8TH-GRADER HELD IN FATAL SHOOTING
A 14-year-old boy was charged today with opening fire at an eighth-grade graduation dance with the theme "I Had the Time of My Life." A science teacher was killed, one pupil was shot in the foot and another pupil and a teacher were grazed.
Andrew Wurst, a pupil at Parker Middle School, shot teacher John Gillette on a patio outside a banquet hall, walked inside and fired several more shots, left the building through a rear exit and was arrested shortly thereafter, police spokesman Mark Zaleski said.
Teenagers were dancing to the last song -- "My Heart Will Go On," from the movie "Titanic" -- when the first of several booms rang out Friday night at Nick's Place, near Edinboro about 100 miles north of Pittsburgh.
Sobbing girls in satin dresses and terrified boys in neckties huddled outside the hall. Some hid in a closet.
Adam Sarren, 15, said the shots sounded like a cap gun.
"It was pretty horrible. It was like a nightmare," he said. "We were all scared and crying and praying."
A month ago, Wurst joked about killing people and then committing suicide, according to two boys who described themselves as friends of Wurst. Triston Lucas, 14, and Ben Mills, 13, said they did not take him seriously.
"He'd laugh when he said it. You couldn't really take him serious," Lucas said.
Both boys, who attended counseling sessions at the school today, said Wurst did not know Gillette, 48. Wurst never said he planned to kill at the dance, nor had he identified any targets, the boys said.
Gillette, a teacher for 27 years who had organized the dance, was shot in the head.
Two 14-year-old boys were wounded by gunfire; one was grazed across the abdomen and the other shot in the foot. Both were treated at a hospital and released. A female teacher was grazed by a bullet and did not need medical treatment.
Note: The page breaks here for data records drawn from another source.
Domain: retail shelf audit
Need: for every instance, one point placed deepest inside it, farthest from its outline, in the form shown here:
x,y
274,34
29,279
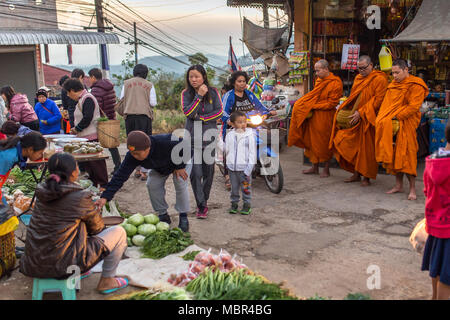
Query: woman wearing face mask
x,y
238,99
202,106
19,108
48,114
Wurst, who carried a .25-caliber handgun registered to his father and a small amount of marijuana, was caught in a field behind the hall just after the shooting by Nick's Place owner James Strand, who carried a shotgun.
Wurst, of nearby McKean, was charged as an adult with criminal homicide and three counts each of aggravated assault and reckless endangerment, as well as drug and gun charges. He was jailed without bond.
School officials did not know what motivated the shooting.
Lucas and Mills said Wurst had a troubled home life and combative parents. They said he had recently argued with his parents over his poor grades.
"I want to talk to him and see what he was thinking before I decide I hate him," Mills said.
Sarren, who said he knew Wurst, described him as a loner who never smiled and dressed sloppily with untucked T-shirts and untied shoes. He said he often wore the same pants for several days in a row.
"He looked like he was dead. He never had his eyes all the way open," Sarren said. "I never liked him at all."
Gillette was a teacher and student council adviser, said his neighbor, high school principal Donald Ickes. He was also a former high school football coach.
"The sad part of this whole thing is I don't have any answers," Therese Walter, superintendent of the General McLane School District, said in a statement outside the school today. "We lost John because he was doing what his life was about."
In the past six months, four students and a teacher were fatally shot at a middle school in Jonesboro, Ark.; three students were killed in a shooting at a high school in West Paducah, Ky., and two students were killed and seven wounded at a high school shooting in Pearl, Miss.
"Too many of us believe that violence is unique to urban areas. The tragedy Friday in Edinboro proves that belief false," said David Gondak, president of the Pennsylvania State Education Association. CAPTION: Andrew Wurst, 14, is led from a court building in McKean, Pa., after he was charged in a shooting spree at a school event that left a teacher slain. CAPTION: Parents and students hug outside Parker Middle School near Edinboro, Pa., before they enter the school for a special counseling session a day after shooting.